Greenpeace Action Prompts Chinese Government Acts to Stop Criminals
Shipping News Feature
AFRICA – CHINA – WORLDWIDE – It is an undisputed fact that one of the main drivers of piracy off the Somalian coastline was overfishing by foreign boats which drove native fisherman, employing much simpler and traditional small scale methods, to the brink of poverty. It is no coincidence that the huge naval force employed against the would-be hijackers of container ships and other merchant vessels, are up against small fishing skiffs now plying a much different trade.

Thus it is that, at a time when overfishing around the globe is a bone of contention, particularly as different cultures view harvesting from the sea in completely different lights, whale hunting for example is still viewed as acceptable by many in countries like Japan whilst vilified by the world at large. Now the Chinese government has stepped in after being presented with irrefutable evidence of some of its fleet fishing illegally off the West African coastline.

Last spring, vessels from three Chinese companies were arrested in the West African region during a joint patrol between Greenpeace and local fisheries inspectors after they were found to be conducting Illegal, Unreported and Unregulated (IUU) fishing. Now The Chinese Ministry of Agriculture (MoA) is pulling the plug on all three, demonstrating an increased intolerance by the authorities towards Chinese vessels involved in such practices.

The Chinese penchant for de-finning sharks and throwing them back alive to die is reprehensible to most people and is a practice which has also found a foothold into some native African fisheries which then transfer the ‘catch’ to China where the fins fetch big prices. The Chinese MoA has now cancelled the distant water fishing certificate of the Lian Run Pelagic Fishery Company which has been a known transgressor for some years and is facing a total shutdown of its entire distant water fishing operations involving 30 vessels in total. Also, the ministry has cancelled fuel subsidies for vessels belonging to two other major Chinese distant water fishing companies, thereby curbing their operations.

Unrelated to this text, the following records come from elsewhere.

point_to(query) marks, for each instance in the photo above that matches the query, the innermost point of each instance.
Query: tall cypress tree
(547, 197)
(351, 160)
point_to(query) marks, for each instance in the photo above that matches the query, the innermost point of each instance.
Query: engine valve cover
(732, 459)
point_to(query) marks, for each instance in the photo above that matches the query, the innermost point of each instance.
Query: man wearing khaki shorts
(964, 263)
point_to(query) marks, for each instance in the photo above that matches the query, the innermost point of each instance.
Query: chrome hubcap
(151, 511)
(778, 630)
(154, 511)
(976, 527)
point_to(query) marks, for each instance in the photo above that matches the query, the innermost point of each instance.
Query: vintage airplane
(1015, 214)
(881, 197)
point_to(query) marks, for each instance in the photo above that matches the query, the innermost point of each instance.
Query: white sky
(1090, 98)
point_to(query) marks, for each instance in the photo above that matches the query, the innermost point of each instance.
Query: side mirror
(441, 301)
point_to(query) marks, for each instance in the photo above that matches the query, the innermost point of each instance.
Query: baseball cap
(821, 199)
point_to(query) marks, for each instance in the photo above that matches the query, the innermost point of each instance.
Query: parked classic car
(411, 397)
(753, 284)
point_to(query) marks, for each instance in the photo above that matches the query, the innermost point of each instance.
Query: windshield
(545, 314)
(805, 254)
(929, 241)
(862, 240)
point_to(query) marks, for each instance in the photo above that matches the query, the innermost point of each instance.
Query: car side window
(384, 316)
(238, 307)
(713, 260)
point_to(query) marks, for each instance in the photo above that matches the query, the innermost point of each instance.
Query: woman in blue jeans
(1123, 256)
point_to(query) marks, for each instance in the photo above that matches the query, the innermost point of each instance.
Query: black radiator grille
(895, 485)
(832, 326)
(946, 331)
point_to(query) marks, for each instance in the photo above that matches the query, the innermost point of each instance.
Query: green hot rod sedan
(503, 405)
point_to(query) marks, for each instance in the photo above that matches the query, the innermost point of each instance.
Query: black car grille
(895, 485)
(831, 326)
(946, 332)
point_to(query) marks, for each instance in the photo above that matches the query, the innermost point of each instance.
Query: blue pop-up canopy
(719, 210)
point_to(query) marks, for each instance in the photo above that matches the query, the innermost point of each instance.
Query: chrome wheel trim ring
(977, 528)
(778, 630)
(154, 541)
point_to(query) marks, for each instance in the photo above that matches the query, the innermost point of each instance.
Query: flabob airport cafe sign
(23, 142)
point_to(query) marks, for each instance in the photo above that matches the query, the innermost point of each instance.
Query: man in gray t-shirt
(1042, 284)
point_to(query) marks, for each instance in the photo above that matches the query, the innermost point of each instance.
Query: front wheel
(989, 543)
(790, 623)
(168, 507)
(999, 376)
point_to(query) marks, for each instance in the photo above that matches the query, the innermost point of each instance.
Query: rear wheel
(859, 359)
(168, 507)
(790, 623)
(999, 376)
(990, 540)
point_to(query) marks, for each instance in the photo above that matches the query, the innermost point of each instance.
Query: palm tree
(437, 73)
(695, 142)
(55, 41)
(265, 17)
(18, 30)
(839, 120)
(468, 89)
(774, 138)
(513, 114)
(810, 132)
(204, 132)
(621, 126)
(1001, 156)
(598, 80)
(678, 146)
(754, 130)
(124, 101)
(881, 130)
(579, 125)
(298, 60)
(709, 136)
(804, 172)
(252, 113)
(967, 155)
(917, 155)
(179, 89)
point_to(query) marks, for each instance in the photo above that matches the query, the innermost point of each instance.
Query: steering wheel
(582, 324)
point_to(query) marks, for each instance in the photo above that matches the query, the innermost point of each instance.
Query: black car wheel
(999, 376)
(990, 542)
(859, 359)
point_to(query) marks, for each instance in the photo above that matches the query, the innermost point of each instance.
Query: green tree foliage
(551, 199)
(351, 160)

During last year’s operation evidence of various infringements including illegal nets, shark finning and fishing without licences were handed over by Greenpeace to West African and Chinese authorities which have been taking measures to restrict 2900 distant water fishing vessels' activities in their main fishing grounds. Since 2016, approximately €90 million (700 million RMB) in subsidies for 264 fishing vessels belonging to 78 Chinese distant water fishing companies have been cancelled by the Chinese government.

Three companies lost their certificates for distant water fishing, while 15 company owners and captains were blacklisted. Last year, China revised its Management Regulation on Distant Water Fishery and introduced stronger punishment measures against IUU. Placing an emphasis on how the invasion of foreign fishing fleets are impacting local communities, Pavel Klinckhamers, International Project Leader, West African Oceans, Greenpeace Netherlands, commented:

“Fish is an essential part of the diet for millions of people in West Africa. Only when local governments and fishing nations take strong action towards fisheries management and illegal fishing in the region can these resources and important ecosystems be safeguarded for future generations.”

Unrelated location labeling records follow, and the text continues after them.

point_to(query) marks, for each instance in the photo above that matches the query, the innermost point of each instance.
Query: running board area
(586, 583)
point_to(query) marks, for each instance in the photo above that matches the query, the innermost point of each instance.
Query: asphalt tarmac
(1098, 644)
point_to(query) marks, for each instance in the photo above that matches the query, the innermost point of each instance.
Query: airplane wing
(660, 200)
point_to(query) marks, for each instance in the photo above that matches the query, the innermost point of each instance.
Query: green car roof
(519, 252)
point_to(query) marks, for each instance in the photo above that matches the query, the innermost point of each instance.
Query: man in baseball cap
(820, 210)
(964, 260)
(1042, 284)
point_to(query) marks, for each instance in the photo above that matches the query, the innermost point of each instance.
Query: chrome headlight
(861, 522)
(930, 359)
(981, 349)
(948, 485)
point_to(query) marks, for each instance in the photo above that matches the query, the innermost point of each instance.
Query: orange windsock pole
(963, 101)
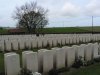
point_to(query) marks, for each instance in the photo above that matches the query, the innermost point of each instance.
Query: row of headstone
(45, 60)
(19, 42)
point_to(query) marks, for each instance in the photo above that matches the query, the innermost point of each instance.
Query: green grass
(62, 30)
(1, 62)
(90, 70)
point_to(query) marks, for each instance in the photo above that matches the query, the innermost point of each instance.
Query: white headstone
(30, 61)
(40, 59)
(88, 52)
(8, 45)
(69, 56)
(59, 57)
(47, 61)
(12, 64)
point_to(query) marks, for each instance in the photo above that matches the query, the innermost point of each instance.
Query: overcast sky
(61, 12)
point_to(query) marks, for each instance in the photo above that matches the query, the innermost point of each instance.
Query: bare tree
(31, 17)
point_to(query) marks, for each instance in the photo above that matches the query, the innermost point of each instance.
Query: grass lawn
(1, 62)
(89, 70)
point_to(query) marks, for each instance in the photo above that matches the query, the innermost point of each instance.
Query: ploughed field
(62, 30)
(89, 70)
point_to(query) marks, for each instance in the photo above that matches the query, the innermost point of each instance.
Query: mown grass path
(89, 70)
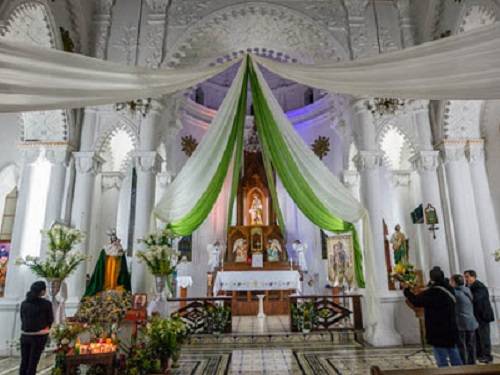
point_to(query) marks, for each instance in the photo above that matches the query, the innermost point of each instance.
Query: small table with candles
(102, 353)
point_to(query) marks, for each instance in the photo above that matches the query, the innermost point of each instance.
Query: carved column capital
(368, 160)
(452, 151)
(475, 151)
(350, 179)
(425, 161)
(400, 178)
(111, 180)
(147, 161)
(87, 162)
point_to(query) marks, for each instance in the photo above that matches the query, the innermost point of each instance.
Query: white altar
(257, 281)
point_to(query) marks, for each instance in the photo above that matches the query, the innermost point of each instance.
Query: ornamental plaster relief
(425, 161)
(475, 151)
(453, 151)
(87, 162)
(461, 119)
(46, 126)
(265, 25)
(368, 160)
(147, 161)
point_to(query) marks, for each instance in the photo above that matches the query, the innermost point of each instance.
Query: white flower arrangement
(60, 261)
(160, 257)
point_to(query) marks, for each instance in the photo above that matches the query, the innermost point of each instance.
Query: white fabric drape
(465, 66)
(458, 67)
(34, 78)
(194, 178)
(333, 194)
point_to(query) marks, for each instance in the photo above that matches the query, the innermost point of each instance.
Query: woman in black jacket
(441, 329)
(36, 319)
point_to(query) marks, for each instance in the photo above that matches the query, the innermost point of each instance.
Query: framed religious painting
(340, 260)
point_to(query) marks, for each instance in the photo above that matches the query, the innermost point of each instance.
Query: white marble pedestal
(261, 314)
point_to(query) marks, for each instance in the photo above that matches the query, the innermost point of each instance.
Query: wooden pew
(457, 370)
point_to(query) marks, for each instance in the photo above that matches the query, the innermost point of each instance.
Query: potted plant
(218, 317)
(158, 346)
(304, 316)
(103, 312)
(59, 262)
(405, 272)
(160, 258)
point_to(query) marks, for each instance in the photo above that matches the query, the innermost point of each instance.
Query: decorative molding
(270, 26)
(87, 162)
(453, 151)
(368, 160)
(425, 161)
(102, 27)
(350, 179)
(400, 178)
(147, 161)
(475, 151)
(111, 180)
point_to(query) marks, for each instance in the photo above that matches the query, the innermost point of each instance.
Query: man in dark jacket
(441, 329)
(484, 315)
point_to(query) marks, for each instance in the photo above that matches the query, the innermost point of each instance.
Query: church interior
(264, 182)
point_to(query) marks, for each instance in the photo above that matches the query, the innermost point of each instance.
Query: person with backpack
(37, 317)
(483, 313)
(439, 301)
(466, 321)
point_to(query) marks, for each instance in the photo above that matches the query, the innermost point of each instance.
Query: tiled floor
(288, 358)
(256, 326)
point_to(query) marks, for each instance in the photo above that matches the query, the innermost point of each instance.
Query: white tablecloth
(256, 280)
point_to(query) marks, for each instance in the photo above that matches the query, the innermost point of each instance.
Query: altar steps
(270, 339)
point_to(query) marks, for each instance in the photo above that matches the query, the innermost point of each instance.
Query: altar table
(245, 286)
(257, 281)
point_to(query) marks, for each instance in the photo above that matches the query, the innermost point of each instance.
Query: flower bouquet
(60, 261)
(405, 273)
(103, 312)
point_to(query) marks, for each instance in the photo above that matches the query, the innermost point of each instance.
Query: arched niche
(254, 26)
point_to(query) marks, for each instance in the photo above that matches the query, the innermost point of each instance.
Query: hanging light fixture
(140, 105)
(383, 106)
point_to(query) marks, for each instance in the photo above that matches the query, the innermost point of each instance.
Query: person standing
(483, 313)
(466, 321)
(438, 301)
(37, 317)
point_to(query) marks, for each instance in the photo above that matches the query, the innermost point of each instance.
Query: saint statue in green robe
(111, 272)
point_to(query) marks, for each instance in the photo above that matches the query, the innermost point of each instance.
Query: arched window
(309, 96)
(199, 96)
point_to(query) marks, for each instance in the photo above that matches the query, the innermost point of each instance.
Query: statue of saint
(256, 211)
(398, 241)
(273, 250)
(300, 249)
(111, 272)
(214, 253)
(240, 250)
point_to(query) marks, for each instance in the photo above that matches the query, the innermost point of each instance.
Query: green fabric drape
(293, 180)
(202, 208)
(96, 283)
(238, 157)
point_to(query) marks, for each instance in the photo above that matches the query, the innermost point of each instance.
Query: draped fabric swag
(464, 66)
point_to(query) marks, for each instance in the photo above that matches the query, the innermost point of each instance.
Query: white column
(369, 163)
(87, 165)
(146, 165)
(147, 162)
(435, 251)
(59, 163)
(463, 209)
(488, 226)
(15, 281)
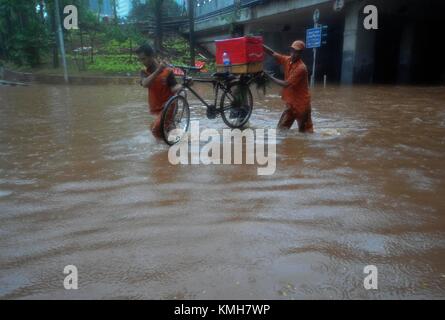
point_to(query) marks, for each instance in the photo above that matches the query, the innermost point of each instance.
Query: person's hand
(269, 75)
(162, 66)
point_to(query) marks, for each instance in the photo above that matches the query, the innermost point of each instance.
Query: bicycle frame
(217, 84)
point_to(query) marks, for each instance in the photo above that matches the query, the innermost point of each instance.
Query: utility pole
(192, 31)
(61, 42)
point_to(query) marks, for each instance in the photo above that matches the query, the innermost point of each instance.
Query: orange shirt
(297, 93)
(159, 91)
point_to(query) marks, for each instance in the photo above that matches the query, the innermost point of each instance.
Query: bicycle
(235, 105)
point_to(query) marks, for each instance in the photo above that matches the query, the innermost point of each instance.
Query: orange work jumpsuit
(159, 92)
(296, 95)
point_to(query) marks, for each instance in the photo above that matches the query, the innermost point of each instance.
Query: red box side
(241, 50)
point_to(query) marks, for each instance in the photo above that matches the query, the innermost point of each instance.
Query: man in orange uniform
(296, 90)
(161, 84)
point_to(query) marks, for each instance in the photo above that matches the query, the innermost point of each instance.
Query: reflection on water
(83, 182)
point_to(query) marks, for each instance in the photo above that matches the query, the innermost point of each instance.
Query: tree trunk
(192, 31)
(158, 25)
(54, 49)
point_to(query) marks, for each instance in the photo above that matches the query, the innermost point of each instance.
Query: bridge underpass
(395, 53)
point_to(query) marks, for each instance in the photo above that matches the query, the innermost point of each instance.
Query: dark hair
(145, 49)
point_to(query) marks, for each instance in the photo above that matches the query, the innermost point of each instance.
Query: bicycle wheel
(236, 105)
(175, 119)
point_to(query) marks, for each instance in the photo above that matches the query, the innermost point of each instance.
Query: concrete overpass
(392, 54)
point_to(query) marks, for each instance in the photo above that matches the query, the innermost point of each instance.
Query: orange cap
(298, 45)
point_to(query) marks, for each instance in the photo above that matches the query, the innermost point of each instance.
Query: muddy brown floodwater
(83, 182)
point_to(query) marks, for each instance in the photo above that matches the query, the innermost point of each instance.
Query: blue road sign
(313, 38)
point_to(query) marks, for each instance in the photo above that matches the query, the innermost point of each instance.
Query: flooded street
(83, 182)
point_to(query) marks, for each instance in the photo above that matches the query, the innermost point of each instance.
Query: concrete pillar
(406, 54)
(358, 47)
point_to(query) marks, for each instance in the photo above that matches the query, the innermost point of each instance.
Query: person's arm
(268, 50)
(281, 83)
(146, 82)
(172, 83)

Apart from arresting vessels in Guinean waters, Greenpeace also carried out joint patrols in Senegal, Guinea Bissau and Sierra Leone. Unfortunately, no information was handed over by West African countries to Chinese authorities on infringements by Chinese vessels in this region during the joint patrol. This makes it more difficult for flag states like China to act upon the wrongdoings of their vessels. Dr. Ibrahima Cisse, Greenpeace Africa Oceans Campaign Manager, commented:

“African governments’ initiatives against IUU fishing would be more efficient if they were to establish a system for sharing information on illegal vessels operating in their waters. Also, African governments must share this information with the flag states of the vessels that are breaching regulations as well as the countries where the companies behind the vessels are situated. ”

Photo: Sharks fins illegally harvested. Courtesy of Green Peace.